You are viewing a plain text version of this content. The canonical link for it is here.
Posted to issues@spark.apache.org by "Andriy Kushnir (JIRA)" <ji...@apache.org> on 2017/10/24 16:38:00 UTC
[jira] [Commented] (SPARK-9686) Spark Thrift server doesn't return correct JDBC metadata

    [ https://issues.apache.org/jira/browse/SPARK-9686?page=com.atlassian.jira.plugin.system.issuetabpanels:comment-tabpanel&focusedCommentId=16217201#comment-16217201 ] 

Andriy Kushnir commented on SPARK-9686:
---------------------------------------

[~rxin], I did a little research for this error.
To invoke {{run()}} → {{runInternal()}} on any {{org.apache.hive.service.cli.operation.Operation}} (for example, {{GetSchemasOperation}}) we need {{IMetaStoreClient}}. Currently it's taken from {{HiveSession}} instance:
{code:java}
public class GetSchemasOperation extends MetadataOperation {
    @Override
    public void runInternal() throws HiveSQLException {
        IMetaStoreClient metastoreClient = getParentSession().getMetaStoreClient();
    }
}
{code}

All opened {{HiveSession}} s are handled by {{org.apache.hive.service.cli.session.SessionManager}} instance.
{{SessionManager}}, among with others, implements {{org.apache.hive.service.Service}} interface, and all {{Service}}s initialized with same Hive configuration:
{code:java}
public interface Service { 
    void init(HiveConf conf);
}
{code}
When {{org.apache.spark.sql.hive.thriftserver.HiveThriftServer2}} initializes, all {{org.apache.hive.service.CompositeService}} s receive same {{HiveConf}}:

{code:java}
private[hive] class HiveThriftServer2(sqlContext: SQLContext) extends HiveServer2 with ReflectedCompositeService {
    override def init(hiveConf: HiveConf) {
        initCompositeService(hiveConf)
    }
}

object HiveThriftServer2 extends Logging {
    @DeveloperApi
    def startWithContext(sqlContext: SQLContext): Unit = {
        val server = new HiveThriftServer2(sqlContext)
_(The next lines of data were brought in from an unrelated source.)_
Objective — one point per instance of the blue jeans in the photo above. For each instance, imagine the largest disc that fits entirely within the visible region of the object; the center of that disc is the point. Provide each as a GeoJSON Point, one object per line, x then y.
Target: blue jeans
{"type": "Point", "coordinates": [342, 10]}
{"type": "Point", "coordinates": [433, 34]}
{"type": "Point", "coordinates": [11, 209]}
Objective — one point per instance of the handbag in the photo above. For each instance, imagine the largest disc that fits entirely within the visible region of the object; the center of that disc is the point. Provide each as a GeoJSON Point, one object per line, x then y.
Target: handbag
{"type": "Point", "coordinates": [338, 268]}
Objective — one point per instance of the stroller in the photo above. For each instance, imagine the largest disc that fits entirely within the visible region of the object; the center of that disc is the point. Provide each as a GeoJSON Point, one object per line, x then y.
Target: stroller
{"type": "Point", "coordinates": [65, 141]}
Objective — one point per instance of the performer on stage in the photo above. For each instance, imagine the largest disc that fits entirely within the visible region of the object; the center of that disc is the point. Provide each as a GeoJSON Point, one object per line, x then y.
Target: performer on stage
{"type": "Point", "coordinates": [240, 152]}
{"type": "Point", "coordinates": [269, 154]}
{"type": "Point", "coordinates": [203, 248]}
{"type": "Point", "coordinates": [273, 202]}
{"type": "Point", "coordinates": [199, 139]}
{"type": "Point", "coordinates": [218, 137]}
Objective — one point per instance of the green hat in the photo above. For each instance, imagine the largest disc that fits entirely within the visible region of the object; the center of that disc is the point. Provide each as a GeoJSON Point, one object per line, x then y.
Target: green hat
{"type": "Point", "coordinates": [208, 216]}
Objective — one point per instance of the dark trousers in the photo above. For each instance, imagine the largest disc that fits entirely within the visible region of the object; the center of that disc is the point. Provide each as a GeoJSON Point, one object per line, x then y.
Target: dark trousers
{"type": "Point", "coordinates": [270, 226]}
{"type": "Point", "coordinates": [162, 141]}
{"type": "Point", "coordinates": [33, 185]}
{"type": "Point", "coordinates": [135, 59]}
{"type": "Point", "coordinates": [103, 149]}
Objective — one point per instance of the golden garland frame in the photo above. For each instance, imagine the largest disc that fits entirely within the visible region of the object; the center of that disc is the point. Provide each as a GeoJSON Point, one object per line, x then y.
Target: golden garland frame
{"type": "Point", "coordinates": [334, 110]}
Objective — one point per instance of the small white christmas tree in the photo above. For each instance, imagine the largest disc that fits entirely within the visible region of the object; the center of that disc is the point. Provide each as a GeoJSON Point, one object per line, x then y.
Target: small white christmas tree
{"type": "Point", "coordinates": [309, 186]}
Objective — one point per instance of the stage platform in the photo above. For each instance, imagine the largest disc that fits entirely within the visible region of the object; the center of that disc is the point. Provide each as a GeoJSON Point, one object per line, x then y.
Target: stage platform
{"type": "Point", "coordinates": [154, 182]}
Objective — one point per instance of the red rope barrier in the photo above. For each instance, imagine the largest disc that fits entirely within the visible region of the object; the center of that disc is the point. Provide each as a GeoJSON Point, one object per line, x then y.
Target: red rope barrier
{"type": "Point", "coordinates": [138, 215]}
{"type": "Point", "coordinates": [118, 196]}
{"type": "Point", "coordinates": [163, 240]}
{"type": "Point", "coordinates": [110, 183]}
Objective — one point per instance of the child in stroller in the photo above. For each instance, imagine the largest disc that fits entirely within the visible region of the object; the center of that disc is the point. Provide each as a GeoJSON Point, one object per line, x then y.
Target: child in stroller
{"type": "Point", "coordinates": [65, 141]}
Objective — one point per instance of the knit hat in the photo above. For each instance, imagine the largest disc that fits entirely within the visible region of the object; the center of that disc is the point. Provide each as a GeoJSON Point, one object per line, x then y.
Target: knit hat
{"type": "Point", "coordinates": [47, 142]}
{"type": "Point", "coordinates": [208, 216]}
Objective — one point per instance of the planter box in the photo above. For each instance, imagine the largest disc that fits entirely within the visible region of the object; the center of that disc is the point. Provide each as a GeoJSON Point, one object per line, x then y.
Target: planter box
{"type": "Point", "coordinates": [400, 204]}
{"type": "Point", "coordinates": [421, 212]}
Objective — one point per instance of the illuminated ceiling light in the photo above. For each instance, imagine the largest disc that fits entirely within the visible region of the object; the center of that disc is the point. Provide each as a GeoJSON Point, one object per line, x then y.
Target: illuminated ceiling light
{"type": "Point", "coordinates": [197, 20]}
        val executionHive = HiveUtils.newClientForExecution(
          sqlContext.sparkContext.conf,
          sqlContext.sessionState.newHadoopConf())

        server.init(executionHive.conf)
    }
}

{code}

So, {{HiveUtils#newClientForExecution()}} returns implementation of {{IMetaStoreClient}} which *ALWAYS* points to derby metastore (see dosctrings and comments in {{org.apache.spark.sql.hive.HiveUtils#newTemporaryConfiguration()}})

IMHO, to get correct metadata we need to additionally create another {{IMetaStoreClient}} with {{newClientForMetadata()}}, and pass it's {{HiveConf}} to underlying {{Service}} s.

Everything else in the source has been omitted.